Support for Materialised Query Rewrite in Apache Pinot using MV Tables and Calcite
Currently, Apache Pinot supports star-tree indexes for pre-aggregation, but sometimes creating star-trees for wide-column tables is not effective due to excessive disk space consumption. To address this, introduce support for Materialised Views (MV) in Pinot:
MV Creation: Allow materialised view tables to be created externally (e.g., in Hive) and ingested into Pinot as MV tables. Metadata Mapping: Maintain metadata linking MV tables to the main table, including the original query used for MV creation. Query Rewrite: Integrate Calcite-based query rewriting to automatically select the most cost-effective MV table when serving queries. Further Optimisation: Enable star-tree indexes on MV tables for frequently accessed aggregations. Since MV tables are smaller, star-trees will consume less space, improving performance. Goal: Achieve multi-level aggregation and efficient real-time analytics for wide-column tables without prohibitive storage costs.
Pros
- Significant performance boost for ad-hoc queries and complex aggregations.
- Reduced disk space usage compared to star-trees on wide-column tables.
- Flexible design leveraging existing MV creation tools like Hive.
Cons
- Users must refresh MV tables when underlying data changes.
- Best suited for offline tables rather than real-time ingestion scenarios.
I have implemented this internally in my $dayjob to support the same and advantage we get is very high and able to serve adhoc queries on tables with 100s of columns(some are high cardinality columns) and multiple 100s of billions of rows and able to meet our SLAs of 1 min without this it will be hours.
Great proposal!
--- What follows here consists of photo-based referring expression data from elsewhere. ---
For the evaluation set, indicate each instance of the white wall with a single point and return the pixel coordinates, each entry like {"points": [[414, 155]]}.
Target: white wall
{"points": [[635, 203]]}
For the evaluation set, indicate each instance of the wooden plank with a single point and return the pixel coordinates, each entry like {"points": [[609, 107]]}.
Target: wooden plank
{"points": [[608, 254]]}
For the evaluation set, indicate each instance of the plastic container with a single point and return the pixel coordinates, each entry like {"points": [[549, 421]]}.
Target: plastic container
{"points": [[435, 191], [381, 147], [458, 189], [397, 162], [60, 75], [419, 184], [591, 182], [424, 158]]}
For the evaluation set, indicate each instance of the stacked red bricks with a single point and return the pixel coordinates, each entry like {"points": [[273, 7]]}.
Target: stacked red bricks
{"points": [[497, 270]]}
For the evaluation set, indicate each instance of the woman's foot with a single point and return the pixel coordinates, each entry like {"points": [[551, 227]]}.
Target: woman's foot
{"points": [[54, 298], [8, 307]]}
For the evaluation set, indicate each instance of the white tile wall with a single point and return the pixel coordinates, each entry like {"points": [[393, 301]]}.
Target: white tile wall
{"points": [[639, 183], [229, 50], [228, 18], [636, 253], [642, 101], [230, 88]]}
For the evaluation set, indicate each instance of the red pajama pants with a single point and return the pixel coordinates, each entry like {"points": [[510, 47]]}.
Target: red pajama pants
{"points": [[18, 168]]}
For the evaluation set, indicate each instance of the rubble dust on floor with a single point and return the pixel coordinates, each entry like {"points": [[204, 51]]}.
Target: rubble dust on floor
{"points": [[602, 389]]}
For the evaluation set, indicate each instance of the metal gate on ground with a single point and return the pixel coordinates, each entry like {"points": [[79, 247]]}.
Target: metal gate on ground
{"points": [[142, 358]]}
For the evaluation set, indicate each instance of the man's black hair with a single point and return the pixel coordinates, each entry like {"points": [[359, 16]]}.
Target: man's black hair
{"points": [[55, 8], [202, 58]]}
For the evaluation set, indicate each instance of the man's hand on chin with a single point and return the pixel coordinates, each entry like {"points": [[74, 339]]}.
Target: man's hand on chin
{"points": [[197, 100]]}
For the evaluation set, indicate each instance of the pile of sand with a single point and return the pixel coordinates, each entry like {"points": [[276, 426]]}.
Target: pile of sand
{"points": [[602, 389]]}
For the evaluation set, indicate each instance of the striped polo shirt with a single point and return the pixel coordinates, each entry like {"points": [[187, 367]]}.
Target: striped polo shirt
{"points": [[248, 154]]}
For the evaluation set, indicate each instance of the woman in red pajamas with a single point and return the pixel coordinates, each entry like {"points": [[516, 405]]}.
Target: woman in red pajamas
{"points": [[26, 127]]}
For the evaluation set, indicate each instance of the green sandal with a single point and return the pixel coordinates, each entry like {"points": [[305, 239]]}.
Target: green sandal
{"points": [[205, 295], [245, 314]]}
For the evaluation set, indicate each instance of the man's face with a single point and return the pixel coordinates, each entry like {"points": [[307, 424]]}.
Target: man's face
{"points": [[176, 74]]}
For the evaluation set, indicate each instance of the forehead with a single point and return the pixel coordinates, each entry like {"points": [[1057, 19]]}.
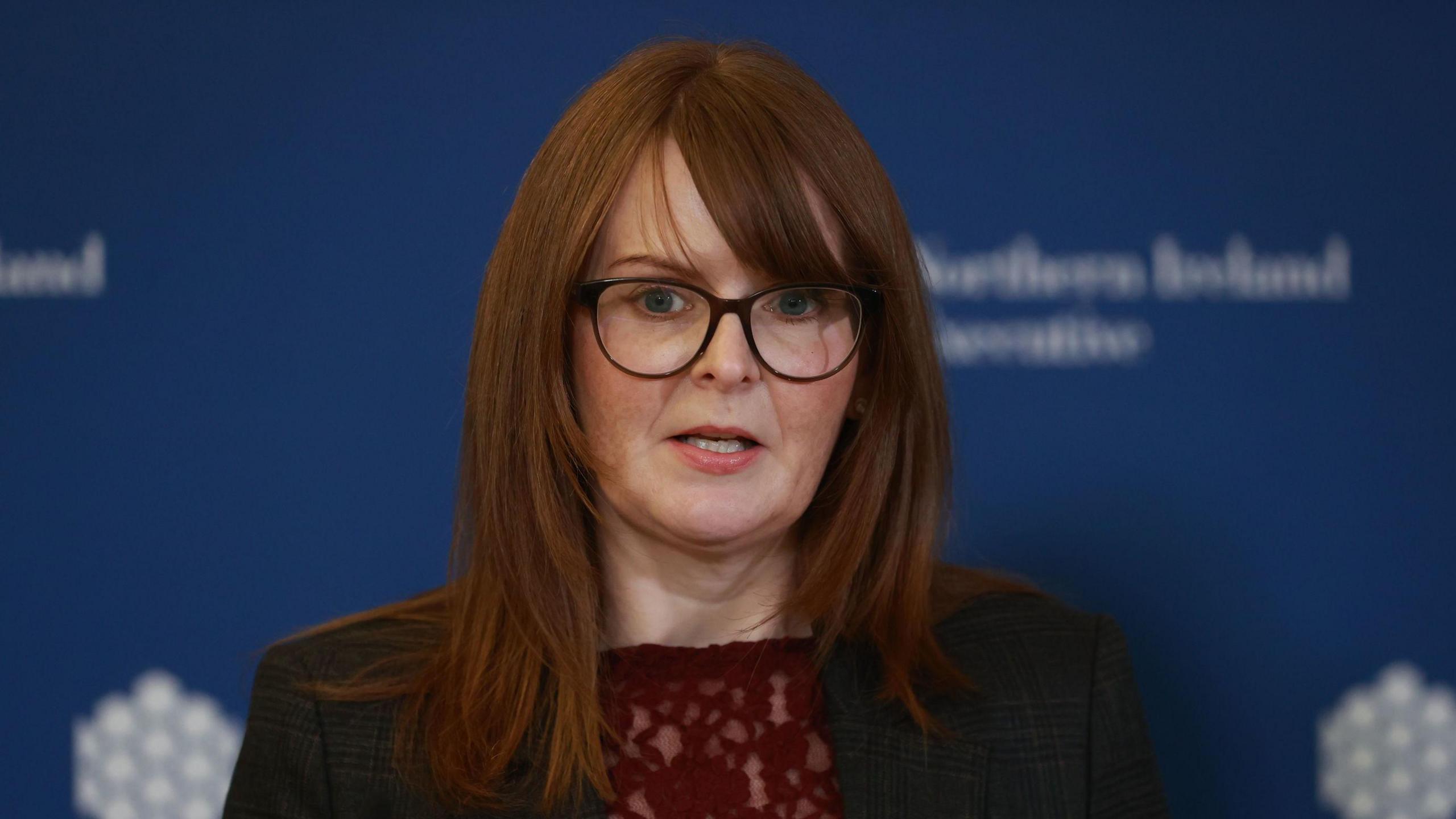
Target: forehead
{"points": [[640, 228]]}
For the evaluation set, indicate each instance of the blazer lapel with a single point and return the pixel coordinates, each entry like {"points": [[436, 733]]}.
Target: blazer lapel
{"points": [[886, 767]]}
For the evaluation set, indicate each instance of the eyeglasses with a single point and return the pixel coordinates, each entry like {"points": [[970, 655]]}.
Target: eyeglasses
{"points": [[657, 327]]}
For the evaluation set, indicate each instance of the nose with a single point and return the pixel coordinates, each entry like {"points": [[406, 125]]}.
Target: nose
{"points": [[729, 361]]}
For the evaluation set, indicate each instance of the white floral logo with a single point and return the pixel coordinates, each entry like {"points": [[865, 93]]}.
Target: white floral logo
{"points": [[156, 754], [1388, 751]]}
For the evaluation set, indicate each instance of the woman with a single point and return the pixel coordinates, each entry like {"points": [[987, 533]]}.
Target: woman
{"points": [[702, 494]]}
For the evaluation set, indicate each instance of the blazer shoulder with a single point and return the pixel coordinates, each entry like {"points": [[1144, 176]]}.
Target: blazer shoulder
{"points": [[341, 652], [1018, 644]]}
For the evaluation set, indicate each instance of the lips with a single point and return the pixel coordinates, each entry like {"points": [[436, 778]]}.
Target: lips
{"points": [[708, 431]]}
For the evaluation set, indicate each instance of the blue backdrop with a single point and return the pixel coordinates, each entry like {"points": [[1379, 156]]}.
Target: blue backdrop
{"points": [[1194, 268]]}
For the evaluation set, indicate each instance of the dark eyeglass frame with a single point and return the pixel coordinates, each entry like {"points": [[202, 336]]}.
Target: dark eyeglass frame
{"points": [[587, 293]]}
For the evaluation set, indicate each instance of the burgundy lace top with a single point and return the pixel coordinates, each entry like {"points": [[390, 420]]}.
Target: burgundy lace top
{"points": [[719, 732]]}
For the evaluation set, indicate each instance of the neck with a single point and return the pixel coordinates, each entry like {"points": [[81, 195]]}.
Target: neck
{"points": [[692, 594]]}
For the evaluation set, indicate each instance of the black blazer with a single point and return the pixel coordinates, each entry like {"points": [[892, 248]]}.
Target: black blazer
{"points": [[1056, 732]]}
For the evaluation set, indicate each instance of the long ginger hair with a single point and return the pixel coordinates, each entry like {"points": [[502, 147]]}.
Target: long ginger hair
{"points": [[504, 656]]}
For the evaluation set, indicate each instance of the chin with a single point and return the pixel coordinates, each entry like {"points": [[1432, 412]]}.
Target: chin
{"points": [[710, 518]]}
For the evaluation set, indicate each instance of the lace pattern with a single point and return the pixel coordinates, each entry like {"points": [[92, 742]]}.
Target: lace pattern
{"points": [[719, 732]]}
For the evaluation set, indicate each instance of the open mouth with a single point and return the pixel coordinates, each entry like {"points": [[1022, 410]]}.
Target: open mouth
{"points": [[724, 446]]}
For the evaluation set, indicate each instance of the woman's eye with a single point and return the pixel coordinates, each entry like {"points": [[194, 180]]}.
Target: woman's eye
{"points": [[660, 301], [792, 304]]}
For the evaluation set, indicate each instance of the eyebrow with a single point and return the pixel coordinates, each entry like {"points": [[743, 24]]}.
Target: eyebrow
{"points": [[670, 266]]}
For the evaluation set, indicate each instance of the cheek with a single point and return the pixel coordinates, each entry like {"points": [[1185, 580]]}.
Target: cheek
{"points": [[812, 417], [615, 408]]}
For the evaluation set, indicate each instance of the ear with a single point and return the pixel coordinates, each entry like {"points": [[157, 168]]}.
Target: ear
{"points": [[858, 397]]}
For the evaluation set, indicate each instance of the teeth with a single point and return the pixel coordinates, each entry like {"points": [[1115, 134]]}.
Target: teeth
{"points": [[713, 445]]}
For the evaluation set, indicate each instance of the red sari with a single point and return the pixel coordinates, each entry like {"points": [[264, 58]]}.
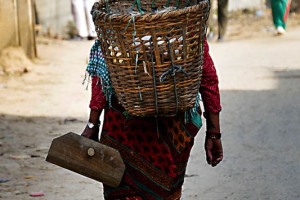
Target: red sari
{"points": [[155, 150]]}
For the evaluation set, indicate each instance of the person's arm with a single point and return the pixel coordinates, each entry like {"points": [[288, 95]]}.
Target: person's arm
{"points": [[210, 94], [97, 104]]}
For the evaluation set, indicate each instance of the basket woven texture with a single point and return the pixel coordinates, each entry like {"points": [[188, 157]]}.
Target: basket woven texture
{"points": [[154, 59]]}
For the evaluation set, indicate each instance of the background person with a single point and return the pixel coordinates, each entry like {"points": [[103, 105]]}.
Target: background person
{"points": [[222, 15], [83, 19], [280, 12]]}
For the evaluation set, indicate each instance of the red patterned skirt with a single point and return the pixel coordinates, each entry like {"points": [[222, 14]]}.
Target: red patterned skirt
{"points": [[155, 152]]}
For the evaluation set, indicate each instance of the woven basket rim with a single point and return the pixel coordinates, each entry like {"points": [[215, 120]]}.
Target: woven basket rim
{"points": [[148, 17]]}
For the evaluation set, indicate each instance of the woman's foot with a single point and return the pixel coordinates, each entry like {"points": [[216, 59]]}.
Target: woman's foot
{"points": [[280, 30]]}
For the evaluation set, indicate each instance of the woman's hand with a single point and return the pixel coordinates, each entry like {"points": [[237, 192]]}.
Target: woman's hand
{"points": [[91, 133], [213, 144], [214, 151]]}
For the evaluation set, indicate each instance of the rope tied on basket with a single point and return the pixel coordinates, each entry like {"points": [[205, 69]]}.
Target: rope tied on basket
{"points": [[173, 68]]}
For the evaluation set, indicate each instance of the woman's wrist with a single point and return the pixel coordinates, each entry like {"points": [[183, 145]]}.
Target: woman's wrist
{"points": [[213, 135]]}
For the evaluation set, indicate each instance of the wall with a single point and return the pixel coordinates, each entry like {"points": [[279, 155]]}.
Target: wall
{"points": [[16, 25], [240, 4], [55, 14]]}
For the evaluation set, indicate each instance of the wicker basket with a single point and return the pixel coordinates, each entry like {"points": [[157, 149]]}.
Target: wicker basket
{"points": [[154, 59]]}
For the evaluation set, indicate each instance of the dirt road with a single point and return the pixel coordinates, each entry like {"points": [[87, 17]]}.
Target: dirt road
{"points": [[260, 87]]}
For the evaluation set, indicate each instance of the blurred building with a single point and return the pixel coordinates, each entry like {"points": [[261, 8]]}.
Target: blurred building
{"points": [[17, 25]]}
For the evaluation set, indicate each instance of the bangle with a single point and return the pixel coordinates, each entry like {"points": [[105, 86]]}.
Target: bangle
{"points": [[213, 135]]}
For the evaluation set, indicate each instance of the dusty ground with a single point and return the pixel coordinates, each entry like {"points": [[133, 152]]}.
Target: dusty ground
{"points": [[259, 82]]}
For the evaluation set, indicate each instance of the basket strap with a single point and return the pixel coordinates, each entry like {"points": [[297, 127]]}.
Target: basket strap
{"points": [[153, 75], [138, 4]]}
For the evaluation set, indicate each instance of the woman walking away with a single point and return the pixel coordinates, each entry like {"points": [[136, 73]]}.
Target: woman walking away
{"points": [[280, 12], [155, 151]]}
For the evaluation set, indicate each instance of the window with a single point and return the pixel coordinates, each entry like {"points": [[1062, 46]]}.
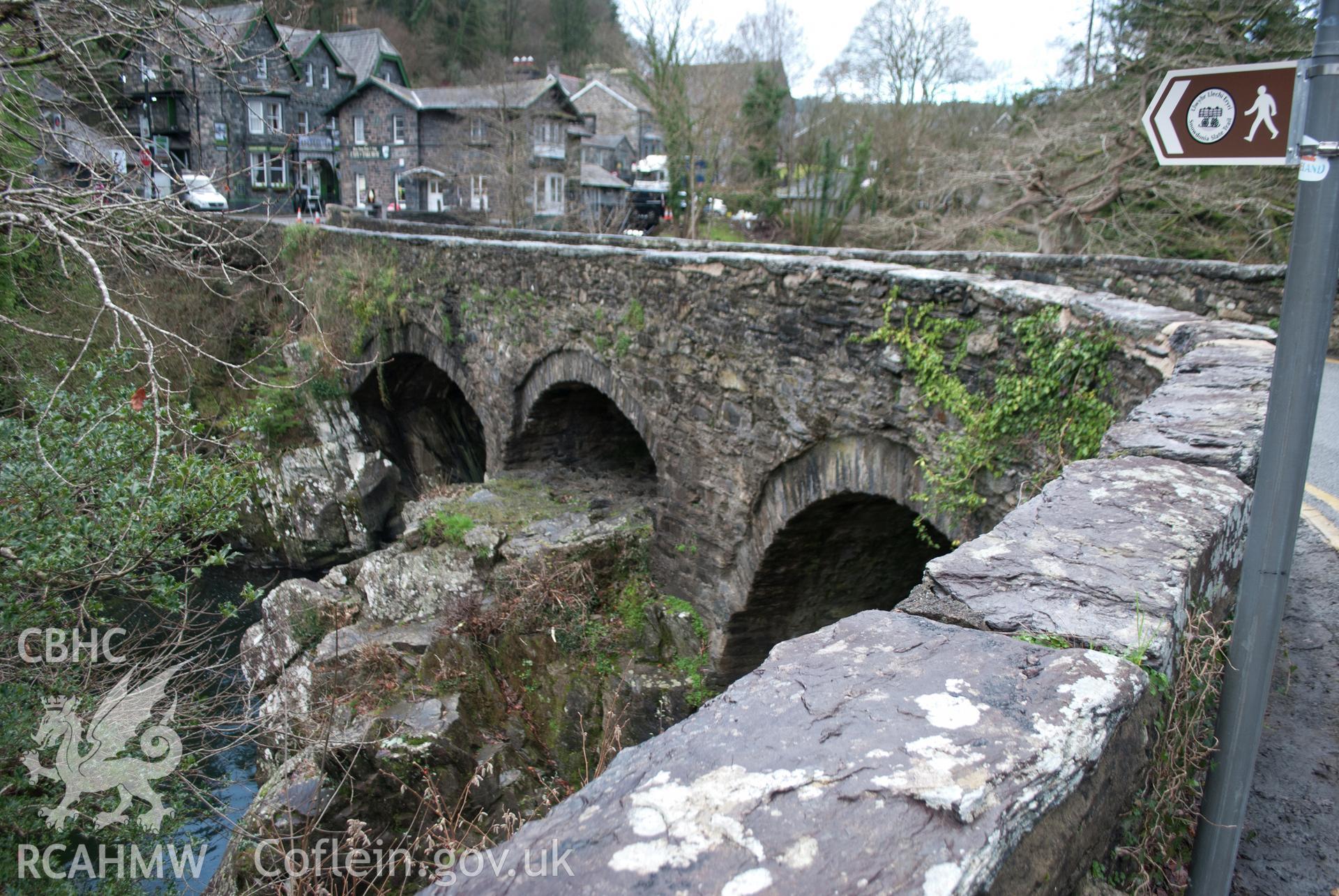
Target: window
{"points": [[478, 193], [548, 132], [268, 170], [256, 116], [278, 170], [548, 189], [275, 116], [264, 116]]}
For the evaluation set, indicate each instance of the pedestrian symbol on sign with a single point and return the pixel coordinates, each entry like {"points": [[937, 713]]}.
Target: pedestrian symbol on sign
{"points": [[1264, 110]]}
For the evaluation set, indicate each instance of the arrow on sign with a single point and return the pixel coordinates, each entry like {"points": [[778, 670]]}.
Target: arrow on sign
{"points": [[1163, 121], [1224, 116]]}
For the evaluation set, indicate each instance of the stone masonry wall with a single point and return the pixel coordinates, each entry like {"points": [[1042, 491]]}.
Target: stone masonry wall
{"points": [[738, 367], [923, 750], [1213, 289]]}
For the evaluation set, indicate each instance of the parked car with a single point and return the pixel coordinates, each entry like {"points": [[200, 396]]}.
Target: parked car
{"points": [[201, 195]]}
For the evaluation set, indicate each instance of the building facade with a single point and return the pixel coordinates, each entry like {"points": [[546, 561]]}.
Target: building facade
{"points": [[248, 105], [509, 152]]}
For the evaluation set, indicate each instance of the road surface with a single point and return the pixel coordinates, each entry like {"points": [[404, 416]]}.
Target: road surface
{"points": [[1291, 840]]}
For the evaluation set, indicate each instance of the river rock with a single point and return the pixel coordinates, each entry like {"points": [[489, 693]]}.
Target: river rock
{"points": [[402, 586], [1109, 555], [291, 619], [883, 754], [330, 501], [1211, 411]]}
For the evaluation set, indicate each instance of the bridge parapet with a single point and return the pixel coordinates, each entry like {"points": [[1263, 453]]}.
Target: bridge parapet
{"points": [[1209, 288], [884, 753]]}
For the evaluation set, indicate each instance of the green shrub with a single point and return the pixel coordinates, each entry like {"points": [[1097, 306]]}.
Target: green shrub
{"points": [[446, 528], [1049, 406]]}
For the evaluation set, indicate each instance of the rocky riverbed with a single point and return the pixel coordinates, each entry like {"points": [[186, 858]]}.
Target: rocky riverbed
{"points": [[441, 692]]}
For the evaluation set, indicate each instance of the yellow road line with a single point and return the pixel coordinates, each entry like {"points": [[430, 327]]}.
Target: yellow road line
{"points": [[1321, 494], [1322, 524]]}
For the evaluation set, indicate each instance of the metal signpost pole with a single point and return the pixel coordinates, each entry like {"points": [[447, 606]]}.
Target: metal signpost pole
{"points": [[1294, 394]]}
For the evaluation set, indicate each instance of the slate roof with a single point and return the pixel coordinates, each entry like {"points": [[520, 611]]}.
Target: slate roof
{"points": [[361, 50], [618, 84], [86, 146], [596, 176], [607, 141], [517, 96], [510, 96], [298, 39]]}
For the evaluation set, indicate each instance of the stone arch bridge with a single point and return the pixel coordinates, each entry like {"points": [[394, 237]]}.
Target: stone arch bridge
{"points": [[782, 449], [918, 752]]}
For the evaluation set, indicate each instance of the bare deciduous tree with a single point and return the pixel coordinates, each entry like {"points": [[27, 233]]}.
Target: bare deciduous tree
{"points": [[65, 68], [771, 35], [907, 51]]}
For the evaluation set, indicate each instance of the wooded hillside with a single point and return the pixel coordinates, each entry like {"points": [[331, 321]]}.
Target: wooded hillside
{"points": [[446, 40]]}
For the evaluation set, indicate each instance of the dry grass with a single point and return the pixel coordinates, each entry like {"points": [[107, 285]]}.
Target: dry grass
{"points": [[1160, 830]]}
Supporting materialized view would be an awesome optimization.
As a side question, Pinot supports star-tree index on a subset of columns, and star-tree index itself is a partial materialized view. Do you observe excessive disk space consumption when only subset of columns are included?
@Jackie-Jiang Thank you.
Till some extent we are able to use star tree index with around 30 columns whose cardinality is around 100s. Since our requirement is adhoc query analysis we cannot make a star tree which fits most of the cases mainly when we have high cardinality columns(20000+). Where as our MVs serves 95% adhoc queries.